Employer or hiring agency recruits using false advertising and/or contracts


Everyone has the right to just and favourable conditions of work.


Misleading or false recruitment advertising and other abusive hiring practices can lead to debt bondage, isolation, surveillance, withholding of money and threats of violence and denunciation to authorities, all indicators of modern slavery. Businesses can ensure safe recruitment practices by conducting due diligence on recruitment agencies they intend to use, as well as on businesses in their supply chain.


Recruitment agencies can often facilitate the movement of workers looking for job opportunities outside of their home country. Recruitment agencies are especially sought after in sectors where there is seasonal demand, often attracting migrant workers and those who may not speak a common language. Migrant workers regularly travel great distances and may not have a support network in the foreign country, are at the greatest risk of exploitative and abusive hiring practices. For example, migrant workers often rely on recruitment agencies to handle complex visa procedures and will submit personal identity documents to gain employment. Workers who flee exploitative work arrangements without access to their identity documents are at risk of becoming undocumented and left stranded without accommodation and money.


Recruitment agencies will also often charge a fee for the services provided. Sometimes this will represent a disproportionately high percentage of the salary advertised. In these circumstances, there is a risk that the employee will be subject to unauthorised deductions or debt bondage.


Businesses can ensure safe recruitment practices by conducting due diligence on recruitment agencies they use in the market, and ensure they undertake due diligence to ensure other businesses in its supply chain also have safe recruitment practices. Businesses in low-skilled or seasonal industries need to take extra care to ensure legitimate recruitment agencies are used, given the vulnerability of potential workers in these sectors.

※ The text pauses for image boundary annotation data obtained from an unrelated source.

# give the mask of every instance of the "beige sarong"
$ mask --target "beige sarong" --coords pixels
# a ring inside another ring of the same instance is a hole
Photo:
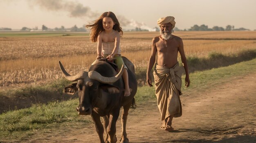
[[[153,74],[157,106],[162,121],[171,115],[179,117],[182,115],[180,95],[182,94],[182,72],[178,62],[170,69],[155,64]]]

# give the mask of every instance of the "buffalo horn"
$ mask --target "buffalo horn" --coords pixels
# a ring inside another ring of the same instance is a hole
[[[124,65],[123,65],[119,73],[115,76],[111,77],[103,76],[98,72],[94,71],[89,72],[88,73],[88,76],[90,79],[97,80],[101,82],[110,84],[117,81],[122,76],[124,70]]]
[[[70,81],[76,81],[79,79],[85,78],[88,76],[88,73],[86,72],[81,72],[75,76],[71,76],[66,71],[61,61],[58,61],[58,64],[62,74],[65,78]]]

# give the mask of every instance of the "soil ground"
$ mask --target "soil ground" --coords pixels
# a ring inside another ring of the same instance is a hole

Relevant Human Rights Instruments

ILO Convention concerning Private Employment Agencies, 1997 (No. 181)
ILO Convention concerning the Protection of Wages, 1949 (No. 95)
ILO Convention concerning Decent Work for Domestic Workers, 2011 (No. 189)
ILO Convention concerning Minimum Age for Admission to Employment, 1973 (No. 138)
International Covenant on Civil and Political Rights, 1966, Article 8
International Convention on the Protection of the Rights of All Migrant Workers and Members of their Families, 1990



SDG 8.7

Ensuring salary deductions are not made without employee authorization or knowledge may promote SDG 8.7: Take immediate and effective measures to eradicate forced labour, end modern slavery and human trafficking and secure the prohibition and elimination of the worst forms of child labour, including recruitment and use of child soldiers, and by 2025 end child labour in all its forms.

SDG 8.8
Similarly, ensuring recruitment does not involve false advertising or contracting promotes SDG 8.8: Protect labour rights and promote safe and secure working environments for all workers, including migrant workers, in particular women migrants, and those in precarious employment.